Trial transcripts from 1952 show Ruby told jurors she felt pressure to do what Adams told her to do, though the jury was told to disregard much of her testimony after the judge allowed dozens of objections from prosecutors.

"I was just so worried, I had to either yield or maybe die, I suppose that was what would happen," Ruby McCollum testified, according to trial transcripts.

The film's researchers also found Adams had a dark side that jurors never saw. In Live Oak, he was a respected doctor who helped the poor, but records show he forged letters of recommendations to get into medical school. Also, McCollum testified that Adams had a friend deliver the baby they had together and she never received a birth certificate. He needed to hide the baby because it was about the time he was running for state senate.
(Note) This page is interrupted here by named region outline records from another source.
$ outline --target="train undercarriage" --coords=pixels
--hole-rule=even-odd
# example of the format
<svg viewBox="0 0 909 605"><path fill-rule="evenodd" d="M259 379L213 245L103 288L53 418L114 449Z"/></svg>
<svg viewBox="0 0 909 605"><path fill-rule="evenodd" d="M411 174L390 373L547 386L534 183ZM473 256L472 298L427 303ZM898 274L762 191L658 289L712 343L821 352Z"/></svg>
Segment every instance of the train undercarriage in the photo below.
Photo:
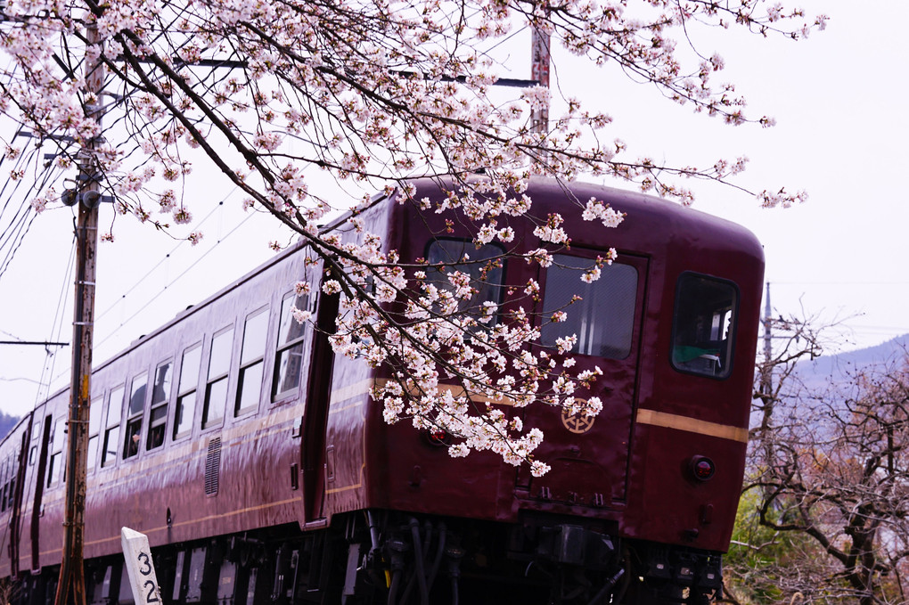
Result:
<svg viewBox="0 0 909 605"><path fill-rule="evenodd" d="M282 526L153 549L166 603L212 605L701 605L720 556L619 541L600 522L505 525L368 511L332 528ZM132 603L122 557L85 563L86 600ZM11 602L53 603L58 570L25 574Z"/></svg>

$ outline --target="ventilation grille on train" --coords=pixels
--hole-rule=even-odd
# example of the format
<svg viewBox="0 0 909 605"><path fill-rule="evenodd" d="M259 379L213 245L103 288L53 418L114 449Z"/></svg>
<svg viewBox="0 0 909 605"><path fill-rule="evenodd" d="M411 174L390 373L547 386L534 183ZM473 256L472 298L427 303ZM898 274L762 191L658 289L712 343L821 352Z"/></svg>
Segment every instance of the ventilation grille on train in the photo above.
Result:
<svg viewBox="0 0 909 605"><path fill-rule="evenodd" d="M205 495L218 493L218 474L221 469L221 438L208 441L208 455L205 456Z"/></svg>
Sam McCollum Jr., one of McCollum's children, said a white doctor in the Jim Crow-era South was akin to a "God in the community."

In the black community, the McCollum case was spoken of only in whispers, said Tameka Hobbs, a history professor at Florida Memorial University who grew up in Live Oak.

"With Ruby there was so much shame in the black community because of the sexual liaison, they really did not want to talk about it," Hobbs said.

"You Belong to Me" doesn't give viewers a definitive conclusion, but it sheds new light on the case and has sparked new discussions about race. Musgrove, the local historian, is receiving more requests for presentations on the case. Hagin hopes the documentary helps inspire funding for a feature film, which actor James Brolin has signed on to direct, should they get the money.

Live Oak today is a much different town than the one where Adams was slain, but the ornate 1904 courthouse where the McCollum trial took place is still the largest building around.

And issues of race still make headlines. The Southern Poverty Law Center in 2012 filed a federal civil rights complaint after a study found black children in Suwannee County and four other Florida school districts were punished or arrested at a higher rate than other students.

Some in Live Oak's black community say that the case is still something older generations won't talk about but that they see hope in new generations.

"Younger kids here do have better relationships with whites today," said Alonzo Philmore, former president of the NAACP's local chapter.

"But with older folks there's still a great divide."